De hecho, los ventiladores no reducen la temperatura de la habitación como los aires acondicionados, sino que solo ayudan a la circulación del aire. Según el Departamento de Energía de EE. UU., el uso de un ventilador de techo o un ventilador vertical junto con el aire acondicionado puede ayudar a que el aire fresco se distribuya de manera más uniforme en la habitación, de modo que los usuarios pueden aumentar la temperatura de configuración y aún así garantizar una sensación cómoda. Esto contribuye a reducir significativamente el consumo de electricidad.
Desde una perspectiva de salud, el viento frío que sopla directamente al cuerpo durante mucho tiempo puede causar sequedad de la piel, irritación de las vías respiratorias o dolor muscular, especialmente al dormir. Por lo tanto, los usuarios deben dejar que el ventilador gire o mire hacia el techo para dispersar el aire frío, en lugar de soplar directamente sobre el cuerpo.
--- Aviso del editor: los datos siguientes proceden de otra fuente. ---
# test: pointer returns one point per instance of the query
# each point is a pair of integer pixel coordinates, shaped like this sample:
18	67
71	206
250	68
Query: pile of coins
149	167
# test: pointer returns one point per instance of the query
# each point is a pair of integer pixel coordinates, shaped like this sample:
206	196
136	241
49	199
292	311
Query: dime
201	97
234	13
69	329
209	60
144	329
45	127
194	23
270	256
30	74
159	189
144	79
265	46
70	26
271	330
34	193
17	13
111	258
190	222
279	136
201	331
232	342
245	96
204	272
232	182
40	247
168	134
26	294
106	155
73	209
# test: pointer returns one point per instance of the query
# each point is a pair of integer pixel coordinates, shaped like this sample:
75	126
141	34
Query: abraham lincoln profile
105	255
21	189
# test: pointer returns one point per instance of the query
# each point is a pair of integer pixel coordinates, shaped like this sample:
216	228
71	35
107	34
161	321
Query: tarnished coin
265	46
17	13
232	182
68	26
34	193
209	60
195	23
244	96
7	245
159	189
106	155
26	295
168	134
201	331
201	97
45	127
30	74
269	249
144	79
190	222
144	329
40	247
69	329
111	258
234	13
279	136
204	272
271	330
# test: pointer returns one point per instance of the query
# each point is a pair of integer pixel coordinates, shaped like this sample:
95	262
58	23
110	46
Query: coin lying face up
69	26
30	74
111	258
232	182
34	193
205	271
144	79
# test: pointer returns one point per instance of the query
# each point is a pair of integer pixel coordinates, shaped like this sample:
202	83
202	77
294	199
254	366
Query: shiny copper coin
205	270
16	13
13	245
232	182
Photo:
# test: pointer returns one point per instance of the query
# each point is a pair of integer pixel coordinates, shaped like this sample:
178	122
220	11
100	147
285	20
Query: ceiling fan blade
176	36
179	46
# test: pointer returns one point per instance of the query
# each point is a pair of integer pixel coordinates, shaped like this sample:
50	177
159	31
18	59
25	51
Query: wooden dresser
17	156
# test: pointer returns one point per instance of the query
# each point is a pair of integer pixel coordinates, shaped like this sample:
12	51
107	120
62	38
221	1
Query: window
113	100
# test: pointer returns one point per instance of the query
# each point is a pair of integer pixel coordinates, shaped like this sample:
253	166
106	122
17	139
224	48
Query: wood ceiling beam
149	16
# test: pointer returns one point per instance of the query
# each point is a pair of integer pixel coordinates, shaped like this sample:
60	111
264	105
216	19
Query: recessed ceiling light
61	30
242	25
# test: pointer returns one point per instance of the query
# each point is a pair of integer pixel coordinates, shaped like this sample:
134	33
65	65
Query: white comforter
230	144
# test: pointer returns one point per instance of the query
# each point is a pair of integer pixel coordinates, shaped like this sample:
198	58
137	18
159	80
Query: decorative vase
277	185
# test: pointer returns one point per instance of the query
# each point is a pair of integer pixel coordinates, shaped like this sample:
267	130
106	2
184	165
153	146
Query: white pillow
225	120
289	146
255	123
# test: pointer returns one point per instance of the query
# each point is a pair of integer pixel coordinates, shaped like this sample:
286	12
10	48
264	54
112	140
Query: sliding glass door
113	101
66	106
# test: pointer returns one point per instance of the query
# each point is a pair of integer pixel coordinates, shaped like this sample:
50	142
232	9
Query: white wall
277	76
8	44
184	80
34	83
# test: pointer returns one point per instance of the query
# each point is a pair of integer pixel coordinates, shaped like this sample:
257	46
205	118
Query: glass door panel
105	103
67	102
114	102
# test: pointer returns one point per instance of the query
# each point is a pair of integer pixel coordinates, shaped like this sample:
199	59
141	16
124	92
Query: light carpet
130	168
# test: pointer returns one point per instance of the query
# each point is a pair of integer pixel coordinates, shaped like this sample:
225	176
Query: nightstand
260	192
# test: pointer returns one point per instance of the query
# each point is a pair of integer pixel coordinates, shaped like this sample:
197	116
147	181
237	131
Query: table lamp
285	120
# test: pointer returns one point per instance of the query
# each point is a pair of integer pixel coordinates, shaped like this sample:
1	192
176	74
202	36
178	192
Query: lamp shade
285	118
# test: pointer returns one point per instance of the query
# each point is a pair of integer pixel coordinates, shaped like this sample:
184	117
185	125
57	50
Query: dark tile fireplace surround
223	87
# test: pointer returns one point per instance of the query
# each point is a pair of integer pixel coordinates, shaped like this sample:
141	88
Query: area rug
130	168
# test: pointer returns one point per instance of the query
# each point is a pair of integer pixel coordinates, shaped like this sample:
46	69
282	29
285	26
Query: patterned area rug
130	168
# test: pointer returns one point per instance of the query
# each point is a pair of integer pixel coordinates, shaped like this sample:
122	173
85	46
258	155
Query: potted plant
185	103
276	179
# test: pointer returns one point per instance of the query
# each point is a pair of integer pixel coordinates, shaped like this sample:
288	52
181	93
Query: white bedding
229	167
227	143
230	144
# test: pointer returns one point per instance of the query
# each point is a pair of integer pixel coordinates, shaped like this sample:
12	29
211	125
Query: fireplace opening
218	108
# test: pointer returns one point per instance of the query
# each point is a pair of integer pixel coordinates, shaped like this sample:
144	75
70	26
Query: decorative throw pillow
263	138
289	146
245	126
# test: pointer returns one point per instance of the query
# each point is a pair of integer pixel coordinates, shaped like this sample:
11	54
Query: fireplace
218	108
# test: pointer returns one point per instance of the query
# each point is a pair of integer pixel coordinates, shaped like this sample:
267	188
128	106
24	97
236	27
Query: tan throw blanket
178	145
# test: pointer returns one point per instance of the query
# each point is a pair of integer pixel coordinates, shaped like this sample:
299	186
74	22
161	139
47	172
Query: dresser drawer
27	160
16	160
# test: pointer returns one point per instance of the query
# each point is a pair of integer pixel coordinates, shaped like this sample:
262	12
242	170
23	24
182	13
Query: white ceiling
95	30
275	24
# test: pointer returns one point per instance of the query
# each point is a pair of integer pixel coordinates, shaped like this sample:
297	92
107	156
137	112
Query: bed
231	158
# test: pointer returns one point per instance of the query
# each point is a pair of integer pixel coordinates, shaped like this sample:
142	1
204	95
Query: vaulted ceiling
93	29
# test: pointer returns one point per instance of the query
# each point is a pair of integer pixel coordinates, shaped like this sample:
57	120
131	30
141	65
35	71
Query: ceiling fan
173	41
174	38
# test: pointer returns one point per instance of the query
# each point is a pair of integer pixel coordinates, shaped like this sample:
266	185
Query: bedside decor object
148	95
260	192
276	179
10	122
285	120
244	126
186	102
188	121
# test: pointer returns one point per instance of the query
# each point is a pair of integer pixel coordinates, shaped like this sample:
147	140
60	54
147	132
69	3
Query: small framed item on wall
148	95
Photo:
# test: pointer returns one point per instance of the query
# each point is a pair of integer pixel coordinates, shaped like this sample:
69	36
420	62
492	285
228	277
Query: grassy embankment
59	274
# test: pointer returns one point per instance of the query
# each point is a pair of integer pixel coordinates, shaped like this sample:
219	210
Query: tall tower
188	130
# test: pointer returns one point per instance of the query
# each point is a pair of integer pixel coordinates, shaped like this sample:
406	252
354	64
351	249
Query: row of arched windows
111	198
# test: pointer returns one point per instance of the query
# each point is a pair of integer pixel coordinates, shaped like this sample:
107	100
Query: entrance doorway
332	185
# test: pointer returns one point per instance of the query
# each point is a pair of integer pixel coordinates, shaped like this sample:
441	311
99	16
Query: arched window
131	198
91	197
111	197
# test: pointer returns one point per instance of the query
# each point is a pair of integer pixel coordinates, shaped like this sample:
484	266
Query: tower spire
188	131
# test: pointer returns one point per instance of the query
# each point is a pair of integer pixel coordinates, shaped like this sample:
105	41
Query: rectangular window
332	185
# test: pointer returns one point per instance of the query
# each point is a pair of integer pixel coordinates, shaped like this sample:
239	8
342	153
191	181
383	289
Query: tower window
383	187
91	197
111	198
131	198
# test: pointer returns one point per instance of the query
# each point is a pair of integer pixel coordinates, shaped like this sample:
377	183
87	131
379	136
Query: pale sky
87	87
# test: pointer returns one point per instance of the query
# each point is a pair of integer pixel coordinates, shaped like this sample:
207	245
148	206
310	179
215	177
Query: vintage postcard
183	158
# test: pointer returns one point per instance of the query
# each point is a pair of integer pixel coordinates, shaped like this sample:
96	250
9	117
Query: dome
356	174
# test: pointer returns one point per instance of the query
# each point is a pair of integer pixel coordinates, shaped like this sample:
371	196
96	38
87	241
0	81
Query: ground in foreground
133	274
Además, los expertos en refrigeración también recomiendan cerrar las puertas de las habitaciones para evitar la pérdida de aire frío. Si la habitación no está cerrada, el ventilador puede empujar accidentalmente aire frío hacia afuera, lo que hace que el aire acondicionado tenga que funcionar más, lo que provoca una pérdida de energía.
La limpieza periódica del aire acondicionado y los ventiladores también juega un papel importante. Los filtros de suciedad no solo reducen la eficiencia del enfriamiento, sino que también afectan la calidad del aire en el hogar, lo que plantea un riesgo potencial de enfermedades respiratorias.
Combinar aire acondicionado y ventilador es una solución inteligente en clima cálido, pero solo es realmente eficaz cuando se utiliza científicamente. Esta es también una forma de ayudar a las familias a ahorrar costos de energía y proteger la salud a largo plazo.